The Surgeon General’s report lays out strategies for governments, businesses, health care systems, schools, communities, nonprofit organizations, and individuals to work together to help prevent skin cancer in the US. The strategies include:
- Increasing opportunities for sun protection, such as shade, in outdoor recreational, educational, and workplace areas.
- Developing effective ways to deliver skin cancer prevention messages to the audiences that most need them.
- Promoting policies to prevent skin cancer, including sun protection lessons in schools, electronic reporting of skin cancers in health care systems, and sun safety training in workplaces.
- Enforcing indoor tanning laws and looking at making them tougher, while teaching people – especially young people and their parents – about the dangers.
- Doing more research to understand the link between ultraviolet (UV) rays and skin cancer, and how policies can best help people lower their risk for skin cancer.

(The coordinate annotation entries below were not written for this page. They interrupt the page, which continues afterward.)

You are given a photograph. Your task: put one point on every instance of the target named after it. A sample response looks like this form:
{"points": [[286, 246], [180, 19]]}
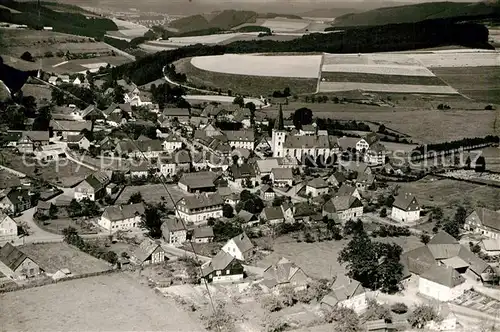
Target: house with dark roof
{"points": [[406, 208], [273, 215], [285, 273], [343, 207], [17, 265], [223, 267], [93, 187], [282, 177], [174, 231], [203, 234], [148, 252], [485, 222], [198, 182], [200, 207], [122, 217], [345, 292], [240, 247], [316, 187]]}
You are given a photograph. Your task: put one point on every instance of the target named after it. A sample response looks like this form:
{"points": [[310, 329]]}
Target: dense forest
{"points": [[72, 23], [394, 37]]}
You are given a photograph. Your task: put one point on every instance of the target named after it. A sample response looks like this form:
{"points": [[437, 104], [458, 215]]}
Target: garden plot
{"points": [[285, 25], [378, 87], [307, 66]]}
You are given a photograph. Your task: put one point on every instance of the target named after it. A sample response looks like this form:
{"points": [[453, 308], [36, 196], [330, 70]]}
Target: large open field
{"points": [[55, 256], [113, 302], [244, 84]]}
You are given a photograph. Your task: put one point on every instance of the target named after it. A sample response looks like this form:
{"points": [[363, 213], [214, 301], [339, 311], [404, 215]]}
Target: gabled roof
{"points": [[445, 276], [11, 256], [317, 183], [122, 212], [273, 213], [243, 242], [282, 173], [145, 249], [405, 201]]}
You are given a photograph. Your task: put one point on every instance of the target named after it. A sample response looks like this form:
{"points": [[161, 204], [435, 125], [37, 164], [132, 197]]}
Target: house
{"points": [[223, 267], [273, 215], [405, 208], [121, 217], [148, 252], [15, 200], [316, 187], [343, 207], [285, 274], [17, 265], [240, 247], [78, 142], [203, 234], [200, 207], [336, 179], [267, 192], [8, 227], [242, 175], [366, 142], [93, 187], [198, 182], [375, 154], [485, 222], [347, 190], [173, 231], [345, 292], [282, 177], [441, 283], [63, 128]]}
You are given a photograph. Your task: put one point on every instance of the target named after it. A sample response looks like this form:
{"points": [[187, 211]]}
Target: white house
{"points": [[223, 267], [121, 217], [345, 292], [485, 222], [316, 187], [240, 247], [405, 208], [200, 207], [441, 283], [8, 227]]}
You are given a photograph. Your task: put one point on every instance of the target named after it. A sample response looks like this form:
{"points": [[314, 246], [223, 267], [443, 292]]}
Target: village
{"points": [[296, 222]]}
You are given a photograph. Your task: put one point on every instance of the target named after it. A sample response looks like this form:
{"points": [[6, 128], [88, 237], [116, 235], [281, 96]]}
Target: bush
{"points": [[399, 308]]}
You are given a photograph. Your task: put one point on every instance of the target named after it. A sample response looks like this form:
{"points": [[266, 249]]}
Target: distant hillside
{"points": [[417, 13], [60, 21], [224, 20]]}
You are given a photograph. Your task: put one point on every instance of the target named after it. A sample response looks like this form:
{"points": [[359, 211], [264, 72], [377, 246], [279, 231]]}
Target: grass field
{"points": [[55, 256], [480, 83], [113, 302], [244, 84]]}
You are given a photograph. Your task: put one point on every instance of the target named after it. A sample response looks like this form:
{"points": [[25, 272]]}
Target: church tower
{"points": [[279, 135]]}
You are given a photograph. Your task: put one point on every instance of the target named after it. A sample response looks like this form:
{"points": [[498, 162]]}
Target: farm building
{"points": [[405, 208], [223, 267], [16, 265], [148, 252], [240, 247]]}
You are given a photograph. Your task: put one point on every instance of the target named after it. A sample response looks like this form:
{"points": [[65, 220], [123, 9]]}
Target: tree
{"points": [[302, 117], [135, 198], [152, 221], [57, 96], [239, 100], [227, 211], [421, 315], [53, 210], [118, 94]]}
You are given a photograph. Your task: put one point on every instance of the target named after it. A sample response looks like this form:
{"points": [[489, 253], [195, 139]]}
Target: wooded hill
{"points": [[60, 21], [419, 12]]}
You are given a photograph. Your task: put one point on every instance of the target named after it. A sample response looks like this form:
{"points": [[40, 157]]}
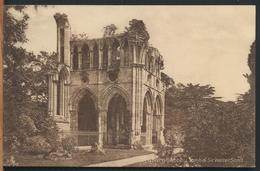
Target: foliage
{"points": [[137, 31], [109, 30], [137, 145], [81, 36], [68, 143], [212, 128], [97, 149], [167, 80], [36, 145], [25, 83]]}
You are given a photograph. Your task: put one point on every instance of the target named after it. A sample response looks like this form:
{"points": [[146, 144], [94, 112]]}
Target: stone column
{"points": [[102, 126], [109, 56], [100, 58], [91, 56], [122, 57], [80, 57], [50, 94]]}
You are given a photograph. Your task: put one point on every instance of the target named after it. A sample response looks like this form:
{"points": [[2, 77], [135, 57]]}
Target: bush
{"points": [[26, 127], [11, 144], [48, 129], [36, 145], [137, 145], [68, 143], [97, 149]]}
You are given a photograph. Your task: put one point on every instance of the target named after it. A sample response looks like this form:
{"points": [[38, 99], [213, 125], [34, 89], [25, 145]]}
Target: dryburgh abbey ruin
{"points": [[107, 90]]}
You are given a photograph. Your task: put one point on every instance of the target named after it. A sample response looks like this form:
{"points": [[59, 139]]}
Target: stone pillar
{"points": [[80, 57], [102, 126], [100, 58], [109, 56], [50, 95], [122, 57], [91, 56]]}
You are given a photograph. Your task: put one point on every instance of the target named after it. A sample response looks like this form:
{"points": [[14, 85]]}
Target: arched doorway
{"points": [[145, 118], [156, 120], [87, 120], [117, 121]]}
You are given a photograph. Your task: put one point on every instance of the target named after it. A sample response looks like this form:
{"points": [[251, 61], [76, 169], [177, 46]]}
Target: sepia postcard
{"points": [[129, 86]]}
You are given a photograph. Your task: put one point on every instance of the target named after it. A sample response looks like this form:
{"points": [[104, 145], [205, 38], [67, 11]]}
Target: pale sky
{"points": [[200, 44]]}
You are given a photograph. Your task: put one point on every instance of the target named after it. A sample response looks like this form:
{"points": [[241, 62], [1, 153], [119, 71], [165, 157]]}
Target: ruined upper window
{"points": [[95, 56], [85, 57], [105, 56], [126, 53], [75, 58], [62, 45]]}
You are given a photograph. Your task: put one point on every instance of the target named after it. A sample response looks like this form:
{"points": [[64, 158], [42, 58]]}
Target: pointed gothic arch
{"points": [[85, 56]]}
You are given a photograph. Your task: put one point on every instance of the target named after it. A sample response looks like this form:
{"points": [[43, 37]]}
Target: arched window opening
{"points": [[115, 60], [87, 115], [147, 109], [118, 118], [59, 96], [95, 56], [85, 57], [60, 92], [105, 56], [62, 45], [75, 58]]}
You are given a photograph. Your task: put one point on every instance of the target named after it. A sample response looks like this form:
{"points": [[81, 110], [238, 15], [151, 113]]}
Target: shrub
{"points": [[97, 148], [48, 129], [68, 143], [11, 144], [36, 145], [137, 146], [26, 127]]}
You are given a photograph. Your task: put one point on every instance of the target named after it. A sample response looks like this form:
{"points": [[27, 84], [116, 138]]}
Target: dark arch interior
{"points": [[87, 115], [105, 56], [115, 51], [85, 57], [118, 121], [75, 58]]}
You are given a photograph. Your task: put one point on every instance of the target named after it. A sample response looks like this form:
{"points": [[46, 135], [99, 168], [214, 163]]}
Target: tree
{"points": [[109, 30], [25, 82], [137, 31]]}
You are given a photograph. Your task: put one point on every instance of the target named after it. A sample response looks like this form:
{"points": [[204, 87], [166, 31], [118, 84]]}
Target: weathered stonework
{"points": [[107, 90]]}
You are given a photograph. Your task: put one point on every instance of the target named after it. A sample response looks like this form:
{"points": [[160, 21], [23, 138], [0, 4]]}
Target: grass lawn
{"points": [[80, 159]]}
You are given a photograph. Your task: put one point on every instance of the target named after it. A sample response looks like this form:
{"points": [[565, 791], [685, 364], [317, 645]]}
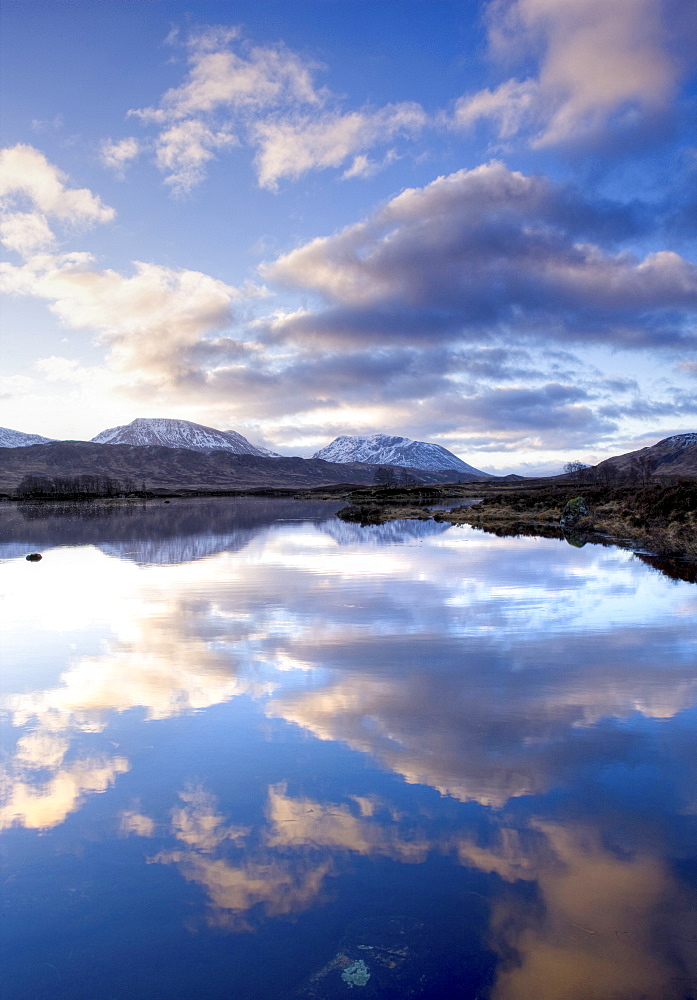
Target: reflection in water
{"points": [[329, 711]]}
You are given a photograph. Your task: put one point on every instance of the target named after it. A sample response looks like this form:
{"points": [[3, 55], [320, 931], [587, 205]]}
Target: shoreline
{"points": [[658, 522]]}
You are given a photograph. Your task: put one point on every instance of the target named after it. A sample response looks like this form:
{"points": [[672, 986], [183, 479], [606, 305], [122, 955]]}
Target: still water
{"points": [[251, 752]]}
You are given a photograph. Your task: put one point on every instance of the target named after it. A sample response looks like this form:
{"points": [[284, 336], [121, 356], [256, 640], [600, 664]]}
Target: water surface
{"points": [[246, 744]]}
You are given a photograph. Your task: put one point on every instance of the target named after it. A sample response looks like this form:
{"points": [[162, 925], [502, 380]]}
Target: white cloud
{"points": [[117, 155], [224, 91], [489, 250], [509, 105], [291, 148], [601, 63], [26, 174], [148, 319], [184, 149]]}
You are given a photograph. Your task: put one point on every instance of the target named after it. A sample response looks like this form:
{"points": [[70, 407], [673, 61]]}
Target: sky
{"points": [[471, 223]]}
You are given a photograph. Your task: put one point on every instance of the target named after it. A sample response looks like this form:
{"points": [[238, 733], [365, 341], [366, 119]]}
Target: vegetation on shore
{"points": [[660, 518]]}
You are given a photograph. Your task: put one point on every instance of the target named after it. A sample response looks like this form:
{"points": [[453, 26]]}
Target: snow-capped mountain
{"points": [[18, 439], [384, 449], [179, 434]]}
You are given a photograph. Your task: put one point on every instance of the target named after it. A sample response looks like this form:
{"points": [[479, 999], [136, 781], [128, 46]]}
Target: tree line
{"points": [[72, 487]]}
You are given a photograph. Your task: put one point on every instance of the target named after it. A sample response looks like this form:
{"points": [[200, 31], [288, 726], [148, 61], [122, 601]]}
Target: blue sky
{"points": [[466, 222]]}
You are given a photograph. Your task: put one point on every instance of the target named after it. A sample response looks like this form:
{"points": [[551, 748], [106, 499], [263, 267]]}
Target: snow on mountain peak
{"points": [[168, 433], [18, 439], [387, 449]]}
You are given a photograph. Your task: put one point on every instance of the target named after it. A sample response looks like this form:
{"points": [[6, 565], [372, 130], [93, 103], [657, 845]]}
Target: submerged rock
{"points": [[357, 974], [385, 957]]}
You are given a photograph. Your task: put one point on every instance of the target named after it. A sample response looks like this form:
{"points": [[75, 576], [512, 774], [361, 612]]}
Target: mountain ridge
{"points": [[159, 469], [388, 449], [173, 433], [20, 439]]}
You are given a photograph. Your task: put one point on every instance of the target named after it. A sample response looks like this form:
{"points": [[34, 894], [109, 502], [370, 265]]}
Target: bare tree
{"points": [[576, 469], [609, 473], [642, 468]]}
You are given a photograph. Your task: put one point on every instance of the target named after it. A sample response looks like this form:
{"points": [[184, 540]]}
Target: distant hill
{"points": [[169, 433], [159, 468], [673, 456], [386, 449], [18, 439]]}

Skin cancer is on the rise, according to the American Cancer Society, with more cases diagnosed annually than breast, prostate, lung and colon cancer cases combined.
It’s estimated that more than 400,000 cases of skin cancer each year are related to indoor tanning, 6,000 of which are melanomas. Melanoma is the deadliest form of skin cancer because of how fast it spreads to other parts of the body. It accounts for only 2% of skin cancer cases; however, it’s responsible for the majority of skin cancer deaths, nearly 9,000 deaths annually.
As many as 90% of the melanoma cases are believed to be caused by exposure to UV rays. UV rays are also a major risk factor for basal and squamous cell skin cancers, the most common types. Exposure to UV rays comes from the sun and other sources like tanning beds and sunlamps. Protecting yourself from harmful UV rays reduces not only the risk of skin cancer, but also sunburn, premature wrinkles, and eye damage. To stay sun- and UV-safe:
- Cover up: When you are out in the sun, wear clothing and a wide-brimmed hat to protect as much skin as possible. Protect your eyes with sunglasses that block at least 99% of UV light.
- Use a broad spectrum sunscreen with SPF of at least 30: Be sure to reapply at least every 2 hours, as well as after swimming or sweating.
- Seek shade: Limit your direct exposure to the sun, especially between the hours of 10 a.m. and 4 p.m., when UV rays are strongest.
- Avoid tanning beds and sunlamps: Both can cause serious long-term skin damage and contribute to skin cancer.
“We know that the risk level for skin cancer decreases with more skin pigmentation,” said Dr. Lushniak. “But no one is immune. All races are still diagnosed and still affected by UV rays.”
After reading these statistics, ask yourself: Am I doing everything I can to reduce my chances of skin cancer? I hope that answer is a resounding “yes”.